Which non-Adobe, non-Foxit readers would you recommend? Historically, I have not found others to be as robust and quirk-free as Foxit.

It’s a pretty common problem. “Why” is Adobe/Microsoft voodoo. The whole display-document-in-browser-window paradigm never worked very well for any viewer.

Sometimes the best suggestion is the one they least want to hear.

What’s a better one?

PDF Xchange (see njtt’s link) is pretty good.

I use the portable document viewer that comes with Open Office on Linux. I haven’t tried the Windows version so I’m not sure if it’s equally good or not but the Linux version works well.

Having installed FoxIt on a few PCs very recently, I can state that this is definitely not true. It does offer to install Ask.com toolbar or some such, but it definitely gives you the option.

I’m not sure about the behavior of the “Express Install” since I never use that to install anything, but the “Custom Install” definitely gives you the option.

ah. I’ve not seen that either, then. the biggest annoyance was back before plugin isolation, when Reader would crash and take the browser with it.

To be fair, PDF-XChange tries to lumber you with the ASK toolbar too, but you just have to uncheck the box. They may not differ in this regard. I have not actually bothered to experiment with Foxit for quite a long time now, but that is because I have been very happy with PDF XChange, especially the markup tools (which Foxit and the free Adobe viewer did not used to provide at all). I believe I read somewhere that Foxit now has markup tools too, but that it insists on obtrusively watermarking your document if you are using them. PDF XChange does not do that. Also, to my delight, the last time I upgraded my free PDF XChange viewer, it had, without fanfare, added a (very good) OCR capability. This now makes it possible to turn non-searchable (and non-copy-pastable) PDFs into searchable copyable ones. (And no, I have no shares in Tracker Software [makers of PDF XChange].)

Yes, I remember when, back in the '90s, PDFs loading in the browser would crash it all the time, and, even if they didn’t, if you were on dialup (as we mostly were, then) an unexpectedly loading PDF could lock things up for ages while it loaded, and while Acrobat Reader lumbered ponderously into action. Those problems are not going arise now for most people, but the Adobe Reader plugin as a conduit for malware is still (or certainly was until quite recently) a very real problem.

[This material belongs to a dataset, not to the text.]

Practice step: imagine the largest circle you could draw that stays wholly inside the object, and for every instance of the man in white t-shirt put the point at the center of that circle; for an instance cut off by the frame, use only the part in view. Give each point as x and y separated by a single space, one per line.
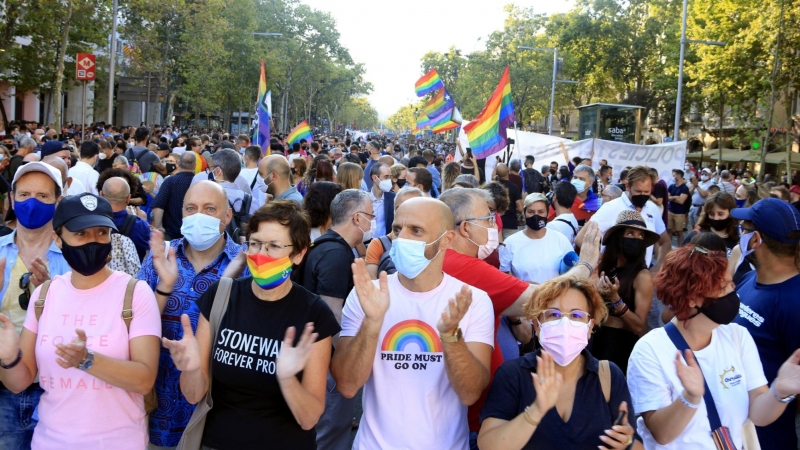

I say don’t use it. i originally gave it up because of the crashes and the slowness, but I believe I have avoided a lot of malware by not having the plugin enabled. Many times I have seen little PDF files unexpectedly downloading. I am pretty sure they were malware designed to expliot security holes in Adobe Reader. But although they downloaded, they did not casue infections because they never loaded into Reader, as they would have if the plugin had been enabled.

Did you try uninstalling Acrobat Reader and then rebooting first?